Ask yourself this question: can you rehearse to yourself the plots of Eddie Murphy flicks Trading Places (1983) and Coming to America (1988)? How many scenes come to mind? Maybe you’re thinking of the one scene in Trading Places where Murphy’s character is pretending to be blind. Or you might be thinking of the barbershop scenes from Coming To America. Now ask yourself whether you can remember any particularly funny scene from Beverly Hills Cop (1984)… No? Try searching YouTube to refresh your memory: it just doesn’t yield anything memorable. Well… except for the theme.

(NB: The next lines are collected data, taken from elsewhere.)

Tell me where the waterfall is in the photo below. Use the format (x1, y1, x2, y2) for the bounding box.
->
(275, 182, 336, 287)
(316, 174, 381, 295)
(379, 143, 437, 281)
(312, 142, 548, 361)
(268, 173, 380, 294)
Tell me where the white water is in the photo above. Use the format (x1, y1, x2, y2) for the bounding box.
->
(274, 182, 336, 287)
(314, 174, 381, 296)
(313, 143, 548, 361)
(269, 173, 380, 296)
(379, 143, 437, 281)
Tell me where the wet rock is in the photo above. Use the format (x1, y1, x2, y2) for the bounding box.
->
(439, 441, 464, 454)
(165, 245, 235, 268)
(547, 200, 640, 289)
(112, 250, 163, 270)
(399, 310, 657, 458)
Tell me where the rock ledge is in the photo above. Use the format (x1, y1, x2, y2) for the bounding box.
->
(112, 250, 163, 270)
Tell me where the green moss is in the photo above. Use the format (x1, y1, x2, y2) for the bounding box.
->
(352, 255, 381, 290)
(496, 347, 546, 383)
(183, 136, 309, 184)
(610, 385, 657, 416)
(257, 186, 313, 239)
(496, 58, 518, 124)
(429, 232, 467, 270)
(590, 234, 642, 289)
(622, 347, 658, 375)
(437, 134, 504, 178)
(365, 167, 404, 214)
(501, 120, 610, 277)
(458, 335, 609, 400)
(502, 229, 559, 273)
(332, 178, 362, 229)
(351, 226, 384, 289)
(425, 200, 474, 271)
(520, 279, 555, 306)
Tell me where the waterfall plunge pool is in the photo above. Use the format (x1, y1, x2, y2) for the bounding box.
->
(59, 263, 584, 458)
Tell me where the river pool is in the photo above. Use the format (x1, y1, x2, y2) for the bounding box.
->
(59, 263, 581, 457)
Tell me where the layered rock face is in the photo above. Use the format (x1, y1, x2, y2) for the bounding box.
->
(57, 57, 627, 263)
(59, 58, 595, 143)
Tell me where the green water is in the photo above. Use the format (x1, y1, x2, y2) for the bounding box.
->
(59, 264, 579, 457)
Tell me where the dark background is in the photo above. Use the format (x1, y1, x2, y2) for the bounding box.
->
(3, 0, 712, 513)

That one you can remember, right?

The plot from Beverly Hills Cop (directed by Martin Brest, starring Eddie Murphy, produced by Jerry Bruckheimer) is remarkably forgettable. I rewatched it yesterday and already the details are starting to fade from my mind. Eddie Murphy plays Axel Foley, a New York cop (or was that Detroit?), whose friend is killed early on in the film, carrying stolen bearer bonds (or was that cocaine?). It doesn’t really matter, the point is that he travels to Beverly Hills to investigate the murder. Of course, Foley finds the murderer: a Russian (or was he German? English?) mobster dealing in drugs (stolen art? illegal arms?) and defeats him in a “thrilling” action scene conclusion. The extent to which plot points like these are interchangeable is baffling enough, the action is boring, the humor not particularly funny. On top of all that, the whole story itself feels stale, unimaginative: a mere cash vehicle meant to ride the wave of Murphy’s popularity during the 80’s. But still… the film is weirdly enjoyable.

This is because Beverly Hills Cop illustrates, acoustically speaking, the eclipse of plot through music. It does so with overpowering brutality, like no other film ever has. There have been similar experiments in the history of film, I am thinking of Lola Rennt, but even this film was carried by a plot that still meaningfully sustains a hold on the mind: we remember what the film was about. Not so with Beverly Hills Cop, it took a master of mass consumption like Jerry Bruckheimer to realize that storylines and character arcs do not recede into the background per se, i.e. whenever the music is memorable enough. On the contrary, think of a film like Once Upon a Time in the West (directed by Sergio Leone). Leone actually directed the movie around Ennio Morricone’s original score, instructing his actors to listen to the music and act so as to fit their assigned themes. The result was a film that became all the more memorable in spite of, or more probably just because the music was so important. A distinctive score, in this case, strengthens the plot.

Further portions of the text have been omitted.